Thank you for contributing to Zomi‑Syl, a community‑driven project to build the first high‑quality, reproducible NLP tools for the Zomi language.

This guide is for linguistic contributors — speakers, annotators, and linguists who help with:

  • syllabification
  • tone classification
  • morphological segmentation
  • lexicon entries
  • example sentences
  • variant checking
  • dataset corrections

You do not need programming experience to contribute.


🧭 What You Can Contribute

Linguistic contributors can help with:

  • Correcting syllabification
  • Providing tone‑accurate examples
  • Identifying ambiguous or irregular words
  • Adding lexicon entries
  • Providing example sentences
  • Correcting morphological segmentation
  • Reporting inconsistencies
  • Validating golden regression outputs

If you want to explore specific areas:

  • syllable variants
  • tone classes
  • derivational suffixes
  • lexicon entry structure

📦 Project Structure (Linguist‑Relevant)

data/                      small linguistic metadata files
training/data/             cleaned syllabification datasets
tests/golden/              golden syllabification outputs
src/zomi_syl/lexicon/      lexicon entries (future)

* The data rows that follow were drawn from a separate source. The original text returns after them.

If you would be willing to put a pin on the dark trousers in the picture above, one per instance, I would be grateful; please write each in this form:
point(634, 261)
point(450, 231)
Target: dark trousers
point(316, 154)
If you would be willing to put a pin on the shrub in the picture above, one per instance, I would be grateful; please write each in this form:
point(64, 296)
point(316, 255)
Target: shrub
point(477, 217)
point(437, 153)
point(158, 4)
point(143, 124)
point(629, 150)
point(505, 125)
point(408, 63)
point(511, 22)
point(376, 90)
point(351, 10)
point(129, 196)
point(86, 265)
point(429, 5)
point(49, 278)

You will mostly interact with:

  • Google Sheets (syllabification dataset)
  • TSV files (syllable variants, tone lists)
  • golden regression outputs (for validation)

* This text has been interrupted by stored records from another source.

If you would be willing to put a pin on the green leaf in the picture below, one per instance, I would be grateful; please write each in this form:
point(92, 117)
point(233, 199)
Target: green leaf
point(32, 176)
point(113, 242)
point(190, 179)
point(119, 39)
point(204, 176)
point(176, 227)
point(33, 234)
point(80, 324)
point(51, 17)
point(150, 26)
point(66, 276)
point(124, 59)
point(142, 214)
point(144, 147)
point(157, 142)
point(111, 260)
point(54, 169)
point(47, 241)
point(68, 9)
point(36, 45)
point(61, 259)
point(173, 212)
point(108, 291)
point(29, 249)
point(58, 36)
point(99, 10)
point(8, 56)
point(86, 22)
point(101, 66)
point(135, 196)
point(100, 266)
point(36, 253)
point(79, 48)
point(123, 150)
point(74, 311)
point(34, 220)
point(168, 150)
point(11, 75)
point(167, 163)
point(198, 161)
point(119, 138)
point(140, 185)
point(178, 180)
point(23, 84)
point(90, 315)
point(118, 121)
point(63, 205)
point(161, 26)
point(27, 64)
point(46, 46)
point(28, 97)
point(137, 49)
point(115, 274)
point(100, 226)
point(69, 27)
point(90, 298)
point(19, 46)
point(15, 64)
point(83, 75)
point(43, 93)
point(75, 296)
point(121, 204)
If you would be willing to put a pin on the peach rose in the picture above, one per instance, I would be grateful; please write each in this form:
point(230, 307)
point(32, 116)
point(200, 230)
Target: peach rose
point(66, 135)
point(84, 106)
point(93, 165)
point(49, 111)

📝 How to Contribute Linguistic Data

1. Syllabification Corrections

If you find a word that is syllabified incorrectly:

  • provide the correct syllabification
  • include tone if known
  • include a short example sentence (optional)

Example:

Word: themthum
Correct: them-thum
Tone: H-L
Example: A themthum a om.

2. Tone Corrections

Tone is essential for:

  • rule‑based syllabification
  • CRF training
  • lexicon entries
  • morphological analysis

If you correct tone:

  • specify the tone class (H, L, F, R, etc.)
  • provide minimal pairs if possible
  • note dialect differences if relevant

3. Morphological Segmentation

If you contribute segmentation:

  • segment using hyphens
  • identify derivational suffixes
  • note tone changes
  • provide glosses if possible

Example:

khaang-vui
khaang = dry
-vui   = become (inchoative)

4. Lexicon Entries

When adding or correcting lexicon entries:

  • provide lemma
  • provide definition
  • provide example sentence
  • provide tone
  • provide morphological notes if relevant

If you want to see the full contributor template:

  • lexicon entry template

5. Identifying Ambiguous Words

Ambiguous words are words with multiple valid syllabifications.
These must not appear in the golden regression set.

If you find one:

  • list all valid variants
  • provide examples for each
  • note dialect differences

Example:

Word: suahin
Variants:
  1. sua-hin
  2. suah-in

🧪 Validating Golden Regression

Linguistic contributors help ensure the golden set is:

  • correct
  • consistent
  • tone‑accurate
  • free of ambiguous words

To validate:

  1. Look at tests/golden/crf_golden.tsv
  2. Check each word’s syllabification
  3. Report any incorrect or ambiguous entries

You can also request a CRF prediction check:

  • check CRF output

📣 Reporting Issues

When reporting a linguistic issue, include:

  • the word
  • expected syllabification
  • tone
  • dialect (if relevant)
  • example sentence
  • explanation of the issue

Example:

Issue: Incorrect syllabification
Word: upa
Expected: u-pa
Actual: up-a
Dialect: Tedim
Notes: The vowel boundary is misidentified.

🤝 Collaboration Principles

- Respect dialect diversity

  • Provide examples when possible
  • Explain reasoning clearly
  • Avoid prescriptive judgments
  • Focus on linguistic evidence
  • Be patient with model limitations

❤️ Thank You

Your contributions help build the first comprehensive, community‑driven NLP toolkit for the Zomi language.
Every correction, example, and insight strengthens the linguistic foundation of the project.